炭水化物を多く含む食品や野菜の摂取頻度はヘプシジン濃度に影響を与えることで、妊娠中の鉄分状態に影響を与える。
具体的には、総炭水化物の摂取量、特に精製炭水化物の摂取量が増えると、妊娠性貧血やIDAのリスクが高まる可能性がる。
一方、複合炭水化物食品(朝食用シリアル、オーツ麦など)は、ヘプシジンレベルを低下させ、胎児への鉄分供給を促進する。
野菜の摂取量が多い場合もリスクが高くなる可能性があるが、ビタミンCを添加することで抑制できると結論。
Associations of Food and Nutrient Intake with Serum Hepcidin and the Risk of Gestational Iron-Deficiency Anemia among Pregnant Women: A Population-Based Study
・妊娠中以外では、ヘプシジンは低体温、低酸素、貧血によって低下し、炎症や高鉄貯蔵量によって上昇する。健康な妊婦では、母体のヘプシジン濃度は第2期および第3期に徐々に低下していき妊娠後期にはほとんど検出されなくなる。
ヘプシジン濃度が妊娠期に低下するのは母親の鉄欠乏を意味する。
低血清ヘプシジン濃度は、母体の食事性鉄の吸収と胎盤を介した食事性鉄の移動を促進し、循環-胎盤-神経軸に鉄が供給され、胎児への鉄の付与が促進される可能性がある。
対照的に、妊娠中の高ヘプシジン濃度は食事性鉄の吸収を低下させ、母親の鉄分補給の効果が損なわれるとともに、母親の鉄分の胎児への移行が阻害され、胎児の鉄分のバイオアベイラビリティが制限される。
・野菜や炭水化物などの食品は、ヘプシジンレベルに影響を与える可能性があるが結果は一貫していない。ある研究では、緑の葉野菜(アマランサスなど)の摂取量が多い思春期の女子は、摂取量が少ない女子に比べて、血清ヘプシジンおよびフェリチンの値が有意に高いことがわかった。
野菜はポリフェノールが豊富な食品であり、ポリフェノールがヘプシジンのレベルを調節している可能性がある。例えば、ケルセチンやミリセチンは骨形成タンパク質6を介してヘプシジンの合成を抑制することが示されている。

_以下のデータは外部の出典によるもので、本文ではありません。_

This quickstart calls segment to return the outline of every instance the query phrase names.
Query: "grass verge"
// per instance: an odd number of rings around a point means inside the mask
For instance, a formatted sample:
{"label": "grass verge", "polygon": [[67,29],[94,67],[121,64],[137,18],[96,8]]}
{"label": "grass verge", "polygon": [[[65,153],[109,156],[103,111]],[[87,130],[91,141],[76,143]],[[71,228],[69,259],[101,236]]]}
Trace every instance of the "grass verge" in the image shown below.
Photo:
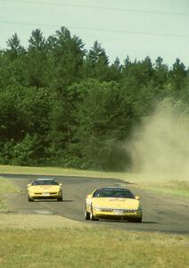
{"label": "grass verge", "polygon": [[4,194],[19,193],[20,189],[11,181],[0,177],[0,211],[7,209]]}
{"label": "grass verge", "polygon": [[64,228],[4,230],[0,237],[0,267],[4,268],[189,265],[188,236]]}

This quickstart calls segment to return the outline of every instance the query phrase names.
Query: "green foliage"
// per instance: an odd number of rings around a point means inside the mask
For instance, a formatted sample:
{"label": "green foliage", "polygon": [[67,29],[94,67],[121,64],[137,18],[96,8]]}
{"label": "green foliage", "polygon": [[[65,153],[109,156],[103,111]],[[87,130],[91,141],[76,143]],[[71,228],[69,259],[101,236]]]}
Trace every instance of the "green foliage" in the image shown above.
{"label": "green foliage", "polygon": [[130,166],[125,141],[159,102],[189,114],[189,70],[158,57],[110,63],[65,27],[17,34],[0,51],[0,163],[105,171]]}

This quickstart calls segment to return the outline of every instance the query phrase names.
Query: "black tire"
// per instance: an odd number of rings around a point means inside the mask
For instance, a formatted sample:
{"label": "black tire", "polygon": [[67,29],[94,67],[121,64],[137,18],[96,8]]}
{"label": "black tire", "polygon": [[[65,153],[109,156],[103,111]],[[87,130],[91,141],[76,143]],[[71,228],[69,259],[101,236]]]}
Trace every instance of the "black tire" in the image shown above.
{"label": "black tire", "polygon": [[34,199],[32,199],[29,197],[29,202],[34,202]]}
{"label": "black tire", "polygon": [[140,218],[133,218],[133,219],[129,219],[128,222],[142,222],[142,217],[140,217]]}
{"label": "black tire", "polygon": [[93,214],[93,206],[91,206],[91,211],[90,211],[89,215],[90,215],[90,220],[91,221],[98,221],[98,219],[96,219],[96,218],[94,217],[94,214]]}
{"label": "black tire", "polygon": [[86,221],[90,220],[90,214],[86,210],[85,211],[85,219]]}
{"label": "black tire", "polygon": [[63,197],[62,197],[62,197],[59,197],[57,198],[57,201],[62,202],[62,201],[63,201]]}

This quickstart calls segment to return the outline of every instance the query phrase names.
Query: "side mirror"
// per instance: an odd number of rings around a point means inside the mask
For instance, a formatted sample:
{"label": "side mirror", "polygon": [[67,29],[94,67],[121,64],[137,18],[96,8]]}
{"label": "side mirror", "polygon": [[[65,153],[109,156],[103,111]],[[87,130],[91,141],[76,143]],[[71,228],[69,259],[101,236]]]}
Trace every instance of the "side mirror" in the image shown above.
{"label": "side mirror", "polygon": [[92,196],[93,196],[92,194],[87,195],[87,196],[86,196],[86,198],[92,198]]}

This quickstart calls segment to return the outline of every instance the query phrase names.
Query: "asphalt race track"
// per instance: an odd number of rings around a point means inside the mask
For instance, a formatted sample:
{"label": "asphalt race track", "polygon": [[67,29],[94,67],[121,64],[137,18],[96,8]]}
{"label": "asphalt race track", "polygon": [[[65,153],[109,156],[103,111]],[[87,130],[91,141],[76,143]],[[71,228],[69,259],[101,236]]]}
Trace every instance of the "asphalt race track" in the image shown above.
{"label": "asphalt race track", "polygon": [[[86,222],[84,219],[85,199],[96,187],[125,184],[136,195],[141,197],[144,217],[142,223],[127,222],[90,222],[88,224],[113,229],[189,233],[189,203],[186,199],[150,193],[123,183],[120,180],[91,179],[84,177],[37,176],[0,174],[9,178],[21,193],[5,195],[10,213],[58,214],[69,219]],[[63,202],[55,200],[28,201],[27,184],[37,178],[55,178],[63,184]]]}

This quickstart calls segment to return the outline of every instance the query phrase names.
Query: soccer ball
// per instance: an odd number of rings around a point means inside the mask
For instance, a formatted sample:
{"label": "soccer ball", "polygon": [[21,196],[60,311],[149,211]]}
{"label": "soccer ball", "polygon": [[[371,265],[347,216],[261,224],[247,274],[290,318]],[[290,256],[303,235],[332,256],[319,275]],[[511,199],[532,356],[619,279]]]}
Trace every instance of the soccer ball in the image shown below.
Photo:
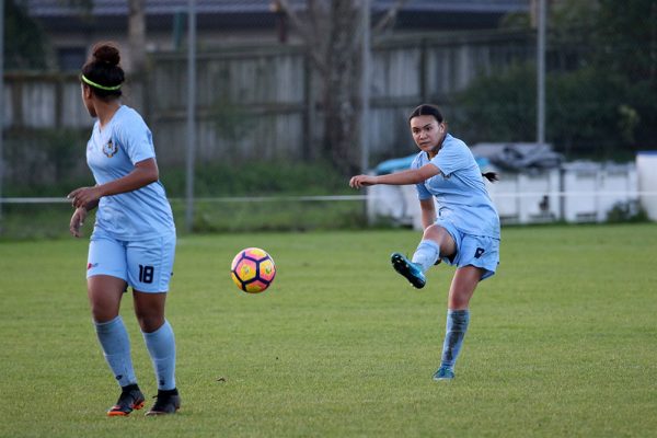
{"label": "soccer ball", "polygon": [[247,247],[235,255],[230,265],[230,276],[245,292],[264,292],[276,277],[274,260],[265,250]]}

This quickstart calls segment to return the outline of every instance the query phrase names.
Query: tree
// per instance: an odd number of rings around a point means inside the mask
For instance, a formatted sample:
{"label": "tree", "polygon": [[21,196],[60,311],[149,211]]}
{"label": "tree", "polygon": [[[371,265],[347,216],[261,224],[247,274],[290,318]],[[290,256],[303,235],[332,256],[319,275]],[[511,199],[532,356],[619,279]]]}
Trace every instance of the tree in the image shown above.
{"label": "tree", "polygon": [[128,14],[128,47],[130,68],[135,72],[142,72],[146,62],[146,14],[145,0],[129,0]]}
{"label": "tree", "polygon": [[[362,1],[362,0],[361,0]],[[407,0],[397,0],[373,26],[381,32]],[[362,59],[362,3],[353,0],[307,0],[297,10],[275,0],[303,41],[322,80],[323,150],[345,174],[358,169],[357,122]]]}
{"label": "tree", "polygon": [[7,70],[46,68],[47,38],[18,0],[4,1],[4,62]]}

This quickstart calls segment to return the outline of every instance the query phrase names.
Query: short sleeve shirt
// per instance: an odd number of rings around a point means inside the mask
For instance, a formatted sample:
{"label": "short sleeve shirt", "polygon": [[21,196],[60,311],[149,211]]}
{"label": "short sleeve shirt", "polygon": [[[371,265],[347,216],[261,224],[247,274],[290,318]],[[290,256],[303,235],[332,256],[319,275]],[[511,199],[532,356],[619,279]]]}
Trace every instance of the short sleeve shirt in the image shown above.
{"label": "short sleeve shirt", "polygon": [[[126,176],[135,164],[155,157],[151,131],[135,110],[122,105],[101,130],[93,126],[87,163],[97,184]],[[158,181],[132,192],[101,198],[95,227],[115,239],[147,240],[175,232],[164,186]]]}
{"label": "short sleeve shirt", "polygon": [[411,169],[428,163],[440,173],[416,185],[418,198],[434,196],[438,217],[449,219],[460,231],[499,239],[499,216],[470,148],[448,134],[434,159],[419,152]]}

・動物実験では、ケルセチンを注射するとフェロポルチンの機能低下を介して非ヘム鉄の吸収率が低下することが示された。ケルセチンを注射すると、非ヘム鉄吸収率は低下しますが、ヘプシジンの合成は促進された。穀類や玄米・精米などの糖質を含む食品はフィチン酸塩や食物繊維が鉄の吸収を阻害する可能性がある。

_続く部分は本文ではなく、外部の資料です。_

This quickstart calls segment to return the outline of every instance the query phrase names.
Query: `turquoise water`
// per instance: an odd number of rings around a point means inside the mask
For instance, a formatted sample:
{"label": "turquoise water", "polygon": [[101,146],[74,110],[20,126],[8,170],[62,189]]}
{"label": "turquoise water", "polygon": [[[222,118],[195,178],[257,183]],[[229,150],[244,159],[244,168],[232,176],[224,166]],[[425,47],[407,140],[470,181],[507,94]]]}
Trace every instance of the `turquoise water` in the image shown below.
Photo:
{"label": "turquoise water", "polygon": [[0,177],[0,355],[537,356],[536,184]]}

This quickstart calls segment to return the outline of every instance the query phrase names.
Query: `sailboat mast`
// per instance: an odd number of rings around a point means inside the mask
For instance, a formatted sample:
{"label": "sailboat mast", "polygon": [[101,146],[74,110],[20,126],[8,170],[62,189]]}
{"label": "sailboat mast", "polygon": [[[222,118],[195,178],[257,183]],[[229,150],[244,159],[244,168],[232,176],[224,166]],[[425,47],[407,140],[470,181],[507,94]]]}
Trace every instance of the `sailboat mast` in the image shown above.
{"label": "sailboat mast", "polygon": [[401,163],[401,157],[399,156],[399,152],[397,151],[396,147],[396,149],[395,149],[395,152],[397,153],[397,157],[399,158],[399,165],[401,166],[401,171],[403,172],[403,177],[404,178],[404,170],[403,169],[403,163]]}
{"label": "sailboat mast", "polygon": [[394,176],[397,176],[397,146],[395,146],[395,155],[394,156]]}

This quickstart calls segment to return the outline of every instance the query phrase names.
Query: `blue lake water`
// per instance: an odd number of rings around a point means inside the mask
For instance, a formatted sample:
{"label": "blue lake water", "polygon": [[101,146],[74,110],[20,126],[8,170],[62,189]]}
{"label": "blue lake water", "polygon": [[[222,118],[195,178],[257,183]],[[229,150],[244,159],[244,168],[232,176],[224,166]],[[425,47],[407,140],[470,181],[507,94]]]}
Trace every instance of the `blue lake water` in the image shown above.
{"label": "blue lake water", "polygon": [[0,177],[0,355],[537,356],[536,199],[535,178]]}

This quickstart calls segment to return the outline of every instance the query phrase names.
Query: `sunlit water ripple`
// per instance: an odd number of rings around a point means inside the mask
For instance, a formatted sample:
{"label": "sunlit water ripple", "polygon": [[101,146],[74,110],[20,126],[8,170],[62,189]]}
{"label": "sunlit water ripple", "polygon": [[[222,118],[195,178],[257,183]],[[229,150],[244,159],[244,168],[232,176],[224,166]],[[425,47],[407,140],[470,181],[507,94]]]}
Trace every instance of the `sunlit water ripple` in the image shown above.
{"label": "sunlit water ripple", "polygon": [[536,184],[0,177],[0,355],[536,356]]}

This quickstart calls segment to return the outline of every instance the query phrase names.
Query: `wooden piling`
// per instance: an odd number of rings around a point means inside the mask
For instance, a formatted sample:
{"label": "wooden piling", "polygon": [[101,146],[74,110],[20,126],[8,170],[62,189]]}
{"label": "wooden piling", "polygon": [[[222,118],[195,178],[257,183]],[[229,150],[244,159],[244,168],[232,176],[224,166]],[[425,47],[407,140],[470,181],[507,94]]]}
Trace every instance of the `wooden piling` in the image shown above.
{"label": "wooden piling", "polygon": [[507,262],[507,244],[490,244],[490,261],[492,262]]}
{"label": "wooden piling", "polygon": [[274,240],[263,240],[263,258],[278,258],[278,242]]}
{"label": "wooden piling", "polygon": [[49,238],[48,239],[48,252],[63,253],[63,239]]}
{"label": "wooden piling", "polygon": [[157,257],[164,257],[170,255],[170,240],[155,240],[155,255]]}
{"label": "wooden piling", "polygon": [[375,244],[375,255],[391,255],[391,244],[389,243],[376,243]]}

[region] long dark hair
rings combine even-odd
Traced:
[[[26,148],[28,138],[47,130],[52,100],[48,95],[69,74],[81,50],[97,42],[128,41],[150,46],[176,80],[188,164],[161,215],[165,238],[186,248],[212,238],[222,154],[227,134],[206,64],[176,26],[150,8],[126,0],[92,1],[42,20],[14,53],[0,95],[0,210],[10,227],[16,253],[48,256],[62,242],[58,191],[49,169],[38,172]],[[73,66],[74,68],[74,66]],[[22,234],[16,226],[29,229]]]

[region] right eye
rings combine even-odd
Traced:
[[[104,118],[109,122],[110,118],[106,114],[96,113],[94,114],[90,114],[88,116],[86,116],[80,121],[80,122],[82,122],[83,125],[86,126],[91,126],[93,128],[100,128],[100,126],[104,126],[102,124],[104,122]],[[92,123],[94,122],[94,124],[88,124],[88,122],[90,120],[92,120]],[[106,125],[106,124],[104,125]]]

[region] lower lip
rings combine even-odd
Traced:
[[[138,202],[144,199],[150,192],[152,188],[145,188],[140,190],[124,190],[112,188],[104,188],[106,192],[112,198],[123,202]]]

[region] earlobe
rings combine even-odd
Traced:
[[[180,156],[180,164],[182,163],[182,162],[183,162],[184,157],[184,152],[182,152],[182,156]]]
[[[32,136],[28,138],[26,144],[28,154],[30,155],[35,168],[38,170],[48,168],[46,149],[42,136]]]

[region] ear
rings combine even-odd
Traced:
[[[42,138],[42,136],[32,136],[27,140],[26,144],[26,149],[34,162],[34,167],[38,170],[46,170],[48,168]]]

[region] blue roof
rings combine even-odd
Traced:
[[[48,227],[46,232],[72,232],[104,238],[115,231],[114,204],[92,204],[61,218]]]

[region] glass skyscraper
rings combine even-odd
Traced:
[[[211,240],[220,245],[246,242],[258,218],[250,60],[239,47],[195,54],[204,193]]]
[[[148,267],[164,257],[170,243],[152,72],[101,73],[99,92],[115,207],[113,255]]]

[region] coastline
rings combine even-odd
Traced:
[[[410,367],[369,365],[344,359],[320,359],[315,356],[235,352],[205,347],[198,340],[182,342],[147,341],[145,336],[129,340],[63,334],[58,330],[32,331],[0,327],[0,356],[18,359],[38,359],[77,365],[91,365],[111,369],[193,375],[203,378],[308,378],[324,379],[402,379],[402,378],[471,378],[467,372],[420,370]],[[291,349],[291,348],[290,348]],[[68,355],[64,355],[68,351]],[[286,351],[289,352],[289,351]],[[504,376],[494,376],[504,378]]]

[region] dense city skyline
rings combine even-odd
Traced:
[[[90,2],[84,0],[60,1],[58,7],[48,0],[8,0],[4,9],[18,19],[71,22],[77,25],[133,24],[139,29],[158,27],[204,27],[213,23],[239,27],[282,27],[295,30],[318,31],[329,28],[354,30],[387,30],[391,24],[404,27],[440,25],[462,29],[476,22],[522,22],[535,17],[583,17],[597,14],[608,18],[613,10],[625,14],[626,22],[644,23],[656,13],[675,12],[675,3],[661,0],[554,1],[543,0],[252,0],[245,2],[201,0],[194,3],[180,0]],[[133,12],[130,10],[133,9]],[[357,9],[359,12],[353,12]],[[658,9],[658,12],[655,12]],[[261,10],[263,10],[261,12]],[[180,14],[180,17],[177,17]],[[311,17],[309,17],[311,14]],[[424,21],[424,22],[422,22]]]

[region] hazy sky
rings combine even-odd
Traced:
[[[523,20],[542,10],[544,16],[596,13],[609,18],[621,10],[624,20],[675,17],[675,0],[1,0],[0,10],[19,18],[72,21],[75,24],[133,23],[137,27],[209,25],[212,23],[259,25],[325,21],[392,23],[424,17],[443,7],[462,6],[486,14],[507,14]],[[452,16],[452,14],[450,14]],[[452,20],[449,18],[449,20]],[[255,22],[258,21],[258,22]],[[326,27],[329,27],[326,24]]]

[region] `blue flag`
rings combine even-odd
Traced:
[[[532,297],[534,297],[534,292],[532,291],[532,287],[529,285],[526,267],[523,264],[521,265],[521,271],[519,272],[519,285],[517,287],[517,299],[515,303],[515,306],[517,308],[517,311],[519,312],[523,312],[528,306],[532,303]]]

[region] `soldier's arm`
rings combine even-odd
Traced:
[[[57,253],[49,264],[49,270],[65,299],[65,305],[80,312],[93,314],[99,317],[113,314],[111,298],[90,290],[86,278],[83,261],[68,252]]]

・アスコルビン酸(ビタミンC)は、野菜や炭水化物に含まれる食物繊維やフェノール化合物による鉄キレート作用を防ぎ、またヘプシジンの発現を抑制することで鉄の取り込みを促進する。
・1456人の妊婦の横断データを用いて解析した結果、血清ヘプシジンはトリメスターと有病率に逆相関していることがわかった。
鉄欠乏(ID)および鉄欠乏貧血(IDA)の有病率と逆相関していた。
これは、トリメスターが進行すると循環鉄が赤血球生成の需要を満たせなくなるため、血清ヘプシジン濃度が低下することを示唆している。

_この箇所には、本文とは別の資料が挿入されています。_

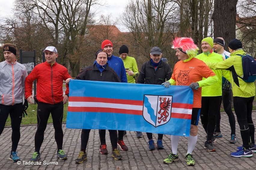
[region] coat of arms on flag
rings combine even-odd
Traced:
[[[171,118],[172,96],[145,95],[143,117],[157,127],[167,123]]]

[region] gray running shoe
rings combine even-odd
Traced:
[[[212,145],[212,142],[211,140],[207,140],[206,141],[204,144],[204,146],[203,147],[205,149],[207,149],[209,151],[211,152],[216,151],[215,148],[213,147],[213,145]]]

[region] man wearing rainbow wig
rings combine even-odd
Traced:
[[[170,85],[189,86],[193,90],[191,125],[188,139],[187,152],[185,158],[187,165],[193,166],[195,161],[192,152],[197,140],[198,125],[201,107],[201,87],[213,84],[218,81],[218,78],[203,61],[194,58],[199,49],[192,38],[175,38],[172,48],[176,50],[176,55],[180,61],[174,66],[171,79],[163,85],[166,87],[169,87]],[[179,160],[177,150],[180,136],[172,135],[171,139],[172,152],[163,160],[165,163],[171,163]]]

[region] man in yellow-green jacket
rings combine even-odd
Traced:
[[[205,63],[217,63],[223,61],[221,54],[213,52],[213,39],[210,37],[203,39],[201,42],[203,52],[196,56],[196,58]],[[202,87],[202,107],[200,117],[203,127],[207,134],[207,139],[204,148],[210,151],[215,151],[212,143],[216,141],[213,138],[216,124],[216,117],[220,111],[221,100],[222,95],[222,76],[228,80],[230,78],[227,70],[213,70],[217,76],[218,81],[207,86]],[[203,78],[203,80],[205,78]]]
[[[252,152],[256,153],[254,139],[255,129],[251,118],[255,86],[254,82],[245,82],[237,75],[242,77],[243,75],[242,57],[237,55],[245,54],[242,48],[241,42],[237,39],[233,39],[228,43],[228,48],[231,53],[229,58],[218,63],[208,62],[206,64],[212,69],[230,70],[234,97],[234,109],[243,141],[242,146],[238,147],[238,151],[231,153],[230,155],[236,157],[248,157],[252,156]]]

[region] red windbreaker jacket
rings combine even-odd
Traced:
[[[72,78],[68,70],[56,62],[51,66],[47,62],[36,66],[25,81],[25,97],[32,95],[32,85],[37,79],[36,98],[38,101],[50,104],[56,104],[63,101],[62,89],[63,80]],[[65,94],[69,93],[66,84]]]

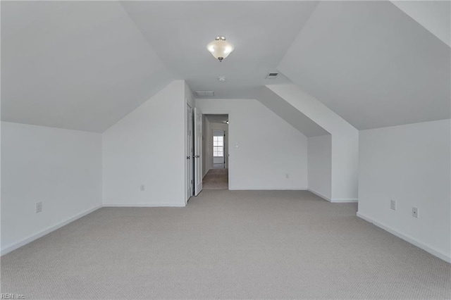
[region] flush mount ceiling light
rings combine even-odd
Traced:
[[[225,37],[216,37],[214,41],[206,45],[206,49],[220,62],[235,49],[233,45],[226,40]]]

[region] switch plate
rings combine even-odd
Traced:
[[[418,218],[418,208],[416,207],[412,208],[412,216],[414,218]]]
[[[393,199],[390,201],[390,208],[393,211],[396,211],[396,201]]]
[[[36,202],[36,213],[42,211],[42,202]]]

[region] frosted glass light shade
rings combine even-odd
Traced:
[[[214,41],[206,45],[206,49],[219,61],[223,61],[235,49],[233,45],[224,37],[216,37]]]

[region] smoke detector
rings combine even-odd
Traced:
[[[270,72],[266,75],[265,79],[276,79],[278,75],[279,75],[279,73]]]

ヘプシジン濃度の低下は胎児の発育をサポートするために、食事による鉄の吸収と胎盤を介した鉄のバイオアベイラビリティーを高める。
・食物とヘプシジンの関係は、妊婦の鉄分状態によって異なるようだ。
炭水化物を多く含む食品(米/米のおかゆ)、野菜(濃い色の葉野菜、ひょうたん/木の芽/根菜)が、IDまたはIDAリスクの予測因子となった。
対照的に、食事性タンパク質、食物繊維、食物鉄が妊娠時IDAを予防した。ビタミンCの摂取量と野菜の摂取量が多いと、IDAのリスクが低下する可能性がある。
・今回の結果を整理すると、暗色葉野菜の摂取量が増えると血清ヘプシジン濃度が0.013および 0.012ng/mL増加した。野菜にはポリフェノールが豊富で、ポリフェノールはヘプシジンの発現を上昇または下降させる可能性がある。
全体的に見て、ポリフェノールは、野菜の消費量と妊娠時IDAリスクに影響を与える可能性がある。
また、ビタミンCも野菜の消費とIDAのリスクに役割を果たしている可能性がある。IDAのリスクは、ビタミンCの摂取量が最も少ない妊婦と最も多い妊婦で、それぞれ2.47倍と1.92倍になった。
葉野菜とひょうたん/筍/根菜の摂取量が最も多い女性では、ビタミンCの摂取量が増えるにつれてリスクが減少した。
他の研究者は、ビタミンCが豊富な果物の摂取量が少ないと、循環鉄量が少なくなることを明らかにした。
・野菜は鉄分を多く含んでいる。
植物由来の鉄分のバイオアベイラビリティは、促進剤(ビタミンC)と阻害剤(フィチン酸塩、タンニン、ポリフェノール)の含有量に依存する。
ビタミンCは直接ヘプシジンのmRNAの発現を抑制することで、鉄のバイオアベイラビリティを高める。
・興味深い発見は、炭水化物を多く含む食品、ヘプシジンと妊娠時ID/IDAの間の相関関係。若くて痩せた健康な妊婦の高GI食品の摂取は、酸化ストレスの増加と
急性および慢性の低悪性度炎症と関連していることが明らかになった。
酸化ストレスや炎症はヘプシジンの過剰合成を促し、その結果、機能性IDやIDAにつながるという点は、他の文献でも同意されている。
動物実験では、高果糖食は全身性鉄欠乏と肝臓における鉄過剰を引き起こすことが示された。